OVERVIEW
The beauty of this roll of stuffing is that you can cut it into individual slices. It should slice cleanly, but don’t worry if it crumbles slightly. The alternative is to cook it in a baking tray, covered with foil. The recipe makes around 20 portions, so it’s great for when you’re feasting on leftovers in the days after Christmas. To make your Christmas Day as stress-free as possible, this can be prepared ahead of time and reheated on the EGG while your centrepiece is resting.
MAKE YOUR STUFFING
In a pan with a little oil, sweat down the onion and garlic for 15 minutes on a low heat. Add to the remaining ingredients in a large mixing bowl and mix thoroughly to combine.
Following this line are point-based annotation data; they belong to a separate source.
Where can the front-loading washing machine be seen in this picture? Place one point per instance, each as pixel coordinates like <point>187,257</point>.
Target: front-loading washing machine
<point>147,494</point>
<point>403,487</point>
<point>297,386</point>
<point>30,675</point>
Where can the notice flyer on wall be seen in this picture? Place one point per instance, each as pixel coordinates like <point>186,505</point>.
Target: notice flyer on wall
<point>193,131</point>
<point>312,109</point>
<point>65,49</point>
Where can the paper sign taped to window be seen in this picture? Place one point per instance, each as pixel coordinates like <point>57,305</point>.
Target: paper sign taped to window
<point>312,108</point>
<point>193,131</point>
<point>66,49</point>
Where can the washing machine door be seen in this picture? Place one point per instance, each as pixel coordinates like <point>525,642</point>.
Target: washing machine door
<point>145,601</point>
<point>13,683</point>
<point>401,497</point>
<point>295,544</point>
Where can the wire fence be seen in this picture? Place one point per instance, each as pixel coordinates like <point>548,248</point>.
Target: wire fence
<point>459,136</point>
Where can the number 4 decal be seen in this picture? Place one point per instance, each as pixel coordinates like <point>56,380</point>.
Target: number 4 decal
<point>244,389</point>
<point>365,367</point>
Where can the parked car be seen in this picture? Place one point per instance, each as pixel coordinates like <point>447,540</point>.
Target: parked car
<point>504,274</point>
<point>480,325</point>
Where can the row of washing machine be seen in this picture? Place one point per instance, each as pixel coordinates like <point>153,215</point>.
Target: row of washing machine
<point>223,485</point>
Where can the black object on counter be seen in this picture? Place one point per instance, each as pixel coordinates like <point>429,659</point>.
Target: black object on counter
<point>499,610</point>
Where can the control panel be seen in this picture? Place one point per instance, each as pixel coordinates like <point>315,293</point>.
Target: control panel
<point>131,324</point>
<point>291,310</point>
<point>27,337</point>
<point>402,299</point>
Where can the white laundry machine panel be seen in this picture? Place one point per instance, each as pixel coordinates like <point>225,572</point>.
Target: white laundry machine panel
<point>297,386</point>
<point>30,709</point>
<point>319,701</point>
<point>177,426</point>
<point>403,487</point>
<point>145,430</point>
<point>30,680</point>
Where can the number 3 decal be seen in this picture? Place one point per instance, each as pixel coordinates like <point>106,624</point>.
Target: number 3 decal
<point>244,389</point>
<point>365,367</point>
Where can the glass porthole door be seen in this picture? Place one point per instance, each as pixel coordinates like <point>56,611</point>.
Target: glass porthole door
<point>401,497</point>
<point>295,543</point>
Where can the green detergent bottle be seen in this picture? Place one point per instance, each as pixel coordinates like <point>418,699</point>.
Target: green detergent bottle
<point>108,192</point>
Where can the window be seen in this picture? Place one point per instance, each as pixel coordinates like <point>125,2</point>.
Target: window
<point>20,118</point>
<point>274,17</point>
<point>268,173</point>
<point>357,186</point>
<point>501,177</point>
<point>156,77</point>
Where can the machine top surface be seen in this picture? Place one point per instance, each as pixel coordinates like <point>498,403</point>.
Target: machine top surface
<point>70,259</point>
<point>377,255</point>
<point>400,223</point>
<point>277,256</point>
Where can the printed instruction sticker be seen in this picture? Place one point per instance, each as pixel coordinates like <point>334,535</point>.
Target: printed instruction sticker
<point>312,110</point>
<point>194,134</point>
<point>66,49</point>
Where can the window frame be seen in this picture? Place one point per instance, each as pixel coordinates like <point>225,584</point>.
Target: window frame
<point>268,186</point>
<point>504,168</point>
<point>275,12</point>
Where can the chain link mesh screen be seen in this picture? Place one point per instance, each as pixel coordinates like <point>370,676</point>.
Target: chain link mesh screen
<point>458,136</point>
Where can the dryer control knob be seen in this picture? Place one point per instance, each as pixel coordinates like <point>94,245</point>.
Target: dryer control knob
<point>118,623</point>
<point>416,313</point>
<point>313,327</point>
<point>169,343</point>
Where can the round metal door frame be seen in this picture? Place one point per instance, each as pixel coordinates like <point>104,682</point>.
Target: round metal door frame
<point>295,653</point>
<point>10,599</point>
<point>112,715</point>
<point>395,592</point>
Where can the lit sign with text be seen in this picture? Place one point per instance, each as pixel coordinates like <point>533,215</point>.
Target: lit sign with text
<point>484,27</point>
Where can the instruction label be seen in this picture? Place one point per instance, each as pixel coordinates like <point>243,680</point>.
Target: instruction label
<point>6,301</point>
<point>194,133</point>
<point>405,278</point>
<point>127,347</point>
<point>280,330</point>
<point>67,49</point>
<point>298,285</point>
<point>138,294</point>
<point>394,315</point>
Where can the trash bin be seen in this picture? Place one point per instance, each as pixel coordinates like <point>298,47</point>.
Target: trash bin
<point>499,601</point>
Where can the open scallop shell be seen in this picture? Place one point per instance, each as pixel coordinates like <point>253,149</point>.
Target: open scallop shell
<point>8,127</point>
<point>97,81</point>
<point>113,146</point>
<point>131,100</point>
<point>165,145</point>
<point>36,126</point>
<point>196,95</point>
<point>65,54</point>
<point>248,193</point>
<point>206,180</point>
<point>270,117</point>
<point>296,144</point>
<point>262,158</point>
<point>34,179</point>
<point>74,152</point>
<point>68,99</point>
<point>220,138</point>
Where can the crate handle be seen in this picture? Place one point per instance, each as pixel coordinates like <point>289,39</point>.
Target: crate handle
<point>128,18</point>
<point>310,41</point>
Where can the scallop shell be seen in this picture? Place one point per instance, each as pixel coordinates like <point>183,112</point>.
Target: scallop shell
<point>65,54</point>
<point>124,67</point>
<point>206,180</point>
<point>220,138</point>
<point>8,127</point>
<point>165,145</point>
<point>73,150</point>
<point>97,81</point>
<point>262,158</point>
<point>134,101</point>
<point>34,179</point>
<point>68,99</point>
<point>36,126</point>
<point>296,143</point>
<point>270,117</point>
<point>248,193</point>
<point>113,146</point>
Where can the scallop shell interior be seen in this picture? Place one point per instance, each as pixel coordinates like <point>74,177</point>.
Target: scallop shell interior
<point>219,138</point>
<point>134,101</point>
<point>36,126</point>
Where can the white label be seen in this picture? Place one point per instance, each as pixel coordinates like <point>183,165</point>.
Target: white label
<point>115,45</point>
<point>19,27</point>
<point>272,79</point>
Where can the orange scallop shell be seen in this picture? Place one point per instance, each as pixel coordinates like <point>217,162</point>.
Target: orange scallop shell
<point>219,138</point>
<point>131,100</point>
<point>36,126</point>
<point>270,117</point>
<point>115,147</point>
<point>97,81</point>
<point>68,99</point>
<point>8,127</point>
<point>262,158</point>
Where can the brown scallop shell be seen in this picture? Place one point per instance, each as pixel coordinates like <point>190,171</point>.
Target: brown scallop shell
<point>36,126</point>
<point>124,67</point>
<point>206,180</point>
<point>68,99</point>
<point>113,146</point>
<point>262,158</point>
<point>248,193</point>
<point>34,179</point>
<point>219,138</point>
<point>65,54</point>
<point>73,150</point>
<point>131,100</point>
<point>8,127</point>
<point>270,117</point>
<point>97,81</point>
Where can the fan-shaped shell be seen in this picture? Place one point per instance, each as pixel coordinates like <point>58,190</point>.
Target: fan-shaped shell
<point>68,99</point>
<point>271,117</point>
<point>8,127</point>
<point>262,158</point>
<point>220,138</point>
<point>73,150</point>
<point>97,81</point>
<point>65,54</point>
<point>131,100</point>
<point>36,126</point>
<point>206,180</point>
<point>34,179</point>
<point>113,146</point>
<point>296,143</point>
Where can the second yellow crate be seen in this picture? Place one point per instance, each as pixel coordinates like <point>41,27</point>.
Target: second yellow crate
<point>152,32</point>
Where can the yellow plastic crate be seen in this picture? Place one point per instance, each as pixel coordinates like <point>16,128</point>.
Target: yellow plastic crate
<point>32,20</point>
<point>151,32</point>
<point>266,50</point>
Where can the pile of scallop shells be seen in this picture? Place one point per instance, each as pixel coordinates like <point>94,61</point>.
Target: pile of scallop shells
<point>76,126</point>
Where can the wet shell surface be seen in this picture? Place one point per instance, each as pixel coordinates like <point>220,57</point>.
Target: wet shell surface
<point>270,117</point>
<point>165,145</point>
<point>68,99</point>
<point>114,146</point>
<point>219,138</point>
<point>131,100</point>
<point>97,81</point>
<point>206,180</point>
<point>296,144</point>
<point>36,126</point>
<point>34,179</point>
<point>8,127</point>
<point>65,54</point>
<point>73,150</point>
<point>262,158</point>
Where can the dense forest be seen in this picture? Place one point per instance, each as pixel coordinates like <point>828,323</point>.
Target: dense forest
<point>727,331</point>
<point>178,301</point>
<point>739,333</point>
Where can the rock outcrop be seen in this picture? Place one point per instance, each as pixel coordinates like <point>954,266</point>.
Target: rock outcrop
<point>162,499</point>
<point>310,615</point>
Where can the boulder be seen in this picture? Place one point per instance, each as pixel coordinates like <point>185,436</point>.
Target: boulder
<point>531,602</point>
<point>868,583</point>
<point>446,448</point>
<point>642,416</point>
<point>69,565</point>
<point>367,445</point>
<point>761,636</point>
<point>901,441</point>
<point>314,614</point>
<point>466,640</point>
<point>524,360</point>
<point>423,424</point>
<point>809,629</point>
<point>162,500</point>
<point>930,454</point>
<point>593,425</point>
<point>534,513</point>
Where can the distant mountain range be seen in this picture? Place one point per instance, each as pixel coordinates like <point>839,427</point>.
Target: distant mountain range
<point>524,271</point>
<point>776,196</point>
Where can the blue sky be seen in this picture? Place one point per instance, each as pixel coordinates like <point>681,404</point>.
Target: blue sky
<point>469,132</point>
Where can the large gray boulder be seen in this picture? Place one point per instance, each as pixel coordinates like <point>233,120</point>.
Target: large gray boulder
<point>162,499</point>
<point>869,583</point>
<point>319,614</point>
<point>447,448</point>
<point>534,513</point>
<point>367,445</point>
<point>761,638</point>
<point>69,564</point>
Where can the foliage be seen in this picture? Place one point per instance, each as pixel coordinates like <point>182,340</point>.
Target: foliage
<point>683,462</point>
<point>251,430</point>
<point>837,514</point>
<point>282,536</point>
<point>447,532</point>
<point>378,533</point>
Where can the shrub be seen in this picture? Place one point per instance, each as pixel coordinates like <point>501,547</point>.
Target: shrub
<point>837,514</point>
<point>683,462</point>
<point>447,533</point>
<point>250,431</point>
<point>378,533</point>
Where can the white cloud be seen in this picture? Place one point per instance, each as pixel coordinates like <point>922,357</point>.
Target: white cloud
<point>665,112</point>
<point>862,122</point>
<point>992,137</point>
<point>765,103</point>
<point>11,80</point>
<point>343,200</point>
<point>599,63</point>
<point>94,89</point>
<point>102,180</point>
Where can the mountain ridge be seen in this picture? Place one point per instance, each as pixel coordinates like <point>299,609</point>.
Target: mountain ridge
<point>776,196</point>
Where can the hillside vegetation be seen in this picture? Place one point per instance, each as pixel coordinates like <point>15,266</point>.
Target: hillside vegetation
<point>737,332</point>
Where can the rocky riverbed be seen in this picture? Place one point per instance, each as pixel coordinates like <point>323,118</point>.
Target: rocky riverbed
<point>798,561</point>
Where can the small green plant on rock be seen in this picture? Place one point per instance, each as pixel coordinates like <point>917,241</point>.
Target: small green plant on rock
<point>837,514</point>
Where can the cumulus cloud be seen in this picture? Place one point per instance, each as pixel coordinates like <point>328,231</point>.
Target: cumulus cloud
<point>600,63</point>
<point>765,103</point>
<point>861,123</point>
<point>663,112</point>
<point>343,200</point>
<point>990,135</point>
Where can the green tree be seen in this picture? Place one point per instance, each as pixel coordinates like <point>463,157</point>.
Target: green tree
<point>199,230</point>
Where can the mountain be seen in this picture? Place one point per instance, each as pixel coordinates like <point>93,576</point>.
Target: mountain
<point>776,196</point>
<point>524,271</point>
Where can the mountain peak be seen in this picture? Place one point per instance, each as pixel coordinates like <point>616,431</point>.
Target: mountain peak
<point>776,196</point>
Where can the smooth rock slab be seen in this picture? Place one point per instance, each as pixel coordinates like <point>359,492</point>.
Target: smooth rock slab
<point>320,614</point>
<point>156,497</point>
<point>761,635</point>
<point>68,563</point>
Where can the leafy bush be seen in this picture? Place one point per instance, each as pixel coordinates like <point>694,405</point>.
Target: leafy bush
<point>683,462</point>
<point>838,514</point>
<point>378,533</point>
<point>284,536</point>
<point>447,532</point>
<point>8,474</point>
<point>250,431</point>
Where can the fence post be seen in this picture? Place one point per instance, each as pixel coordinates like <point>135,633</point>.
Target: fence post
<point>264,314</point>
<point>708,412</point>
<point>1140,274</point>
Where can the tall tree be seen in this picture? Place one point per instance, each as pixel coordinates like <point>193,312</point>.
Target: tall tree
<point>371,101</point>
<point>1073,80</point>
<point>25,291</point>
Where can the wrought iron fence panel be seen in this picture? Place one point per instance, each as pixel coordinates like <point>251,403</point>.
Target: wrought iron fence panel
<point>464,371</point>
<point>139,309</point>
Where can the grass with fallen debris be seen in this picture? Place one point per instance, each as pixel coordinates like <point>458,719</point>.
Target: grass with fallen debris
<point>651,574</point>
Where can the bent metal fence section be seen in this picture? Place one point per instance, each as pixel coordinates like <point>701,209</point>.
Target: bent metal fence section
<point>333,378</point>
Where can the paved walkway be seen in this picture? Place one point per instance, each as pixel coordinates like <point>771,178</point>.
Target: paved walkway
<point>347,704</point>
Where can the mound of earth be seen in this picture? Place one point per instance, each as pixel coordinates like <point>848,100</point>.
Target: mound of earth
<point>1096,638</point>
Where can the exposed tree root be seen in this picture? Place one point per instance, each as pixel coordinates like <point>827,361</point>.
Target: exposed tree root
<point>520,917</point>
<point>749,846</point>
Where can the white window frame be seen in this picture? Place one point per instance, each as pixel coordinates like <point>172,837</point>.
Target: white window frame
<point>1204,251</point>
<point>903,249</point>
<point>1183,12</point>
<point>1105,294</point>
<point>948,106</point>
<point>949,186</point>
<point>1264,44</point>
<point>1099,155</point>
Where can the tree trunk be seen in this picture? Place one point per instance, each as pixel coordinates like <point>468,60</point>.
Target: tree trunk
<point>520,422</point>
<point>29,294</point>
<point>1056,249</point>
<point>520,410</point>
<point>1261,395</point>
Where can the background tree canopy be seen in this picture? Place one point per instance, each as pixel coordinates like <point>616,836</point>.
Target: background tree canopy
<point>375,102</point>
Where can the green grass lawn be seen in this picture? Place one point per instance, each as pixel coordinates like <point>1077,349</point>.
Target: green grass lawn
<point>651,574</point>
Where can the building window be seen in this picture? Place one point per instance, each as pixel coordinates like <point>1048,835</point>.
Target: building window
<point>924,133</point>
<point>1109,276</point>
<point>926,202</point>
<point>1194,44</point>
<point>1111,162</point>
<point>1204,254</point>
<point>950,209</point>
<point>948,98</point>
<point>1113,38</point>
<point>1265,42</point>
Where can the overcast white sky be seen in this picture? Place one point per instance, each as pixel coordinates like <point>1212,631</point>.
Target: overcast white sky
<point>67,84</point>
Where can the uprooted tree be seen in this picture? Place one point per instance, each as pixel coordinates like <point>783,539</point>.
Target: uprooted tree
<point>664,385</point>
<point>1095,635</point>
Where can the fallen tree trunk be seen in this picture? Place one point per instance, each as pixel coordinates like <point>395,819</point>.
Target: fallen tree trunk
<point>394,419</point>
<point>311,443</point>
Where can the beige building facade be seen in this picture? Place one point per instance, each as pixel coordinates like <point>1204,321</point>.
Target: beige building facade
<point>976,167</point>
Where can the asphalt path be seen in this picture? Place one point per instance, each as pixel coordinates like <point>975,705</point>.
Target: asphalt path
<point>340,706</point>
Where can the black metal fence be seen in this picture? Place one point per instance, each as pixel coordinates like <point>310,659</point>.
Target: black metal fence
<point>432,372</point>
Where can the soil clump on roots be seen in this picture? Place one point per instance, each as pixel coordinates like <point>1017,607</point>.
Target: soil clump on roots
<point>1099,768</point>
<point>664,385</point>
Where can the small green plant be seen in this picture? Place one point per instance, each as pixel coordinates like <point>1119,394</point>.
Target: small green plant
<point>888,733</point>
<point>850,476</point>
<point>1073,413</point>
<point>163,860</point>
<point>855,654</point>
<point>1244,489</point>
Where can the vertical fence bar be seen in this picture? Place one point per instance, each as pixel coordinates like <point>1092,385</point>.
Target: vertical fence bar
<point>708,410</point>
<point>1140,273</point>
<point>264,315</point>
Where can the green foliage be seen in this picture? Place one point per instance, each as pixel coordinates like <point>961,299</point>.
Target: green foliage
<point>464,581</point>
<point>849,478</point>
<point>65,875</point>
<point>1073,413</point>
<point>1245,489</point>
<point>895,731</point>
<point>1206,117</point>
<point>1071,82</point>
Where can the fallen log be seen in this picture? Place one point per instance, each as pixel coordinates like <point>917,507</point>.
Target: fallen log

In the onion pan, cook a small sample of your mix to check the seasoning.
Lay out a sheet of Big Green Egg Pink Butcher Paper. Spoon the stuffing mix along one edge, leaving a bit of space at both ends, then roll it up into a sausage. Twist the ends of the paper to provide a nice tight seal. You might want to wrap an additional layer of baking foil around it just to be sure.
SET UP YOUR EGG
Set up your EGG for indirect cooking with the ConvEGGtor in place, topped with a Stainless Steel Grid. Your target temperature is 200°C.
Depending on the thickness of the roll, cook for around 30-40 minutes until the stuffing reaches an internal temperature of 72°C. It’s worth taking a reading after about 20 minutes to ensure you don’t overcook it.
Rest the roll for a few minutes, then unwrap. Carve the slices of stuffing from one of the ends.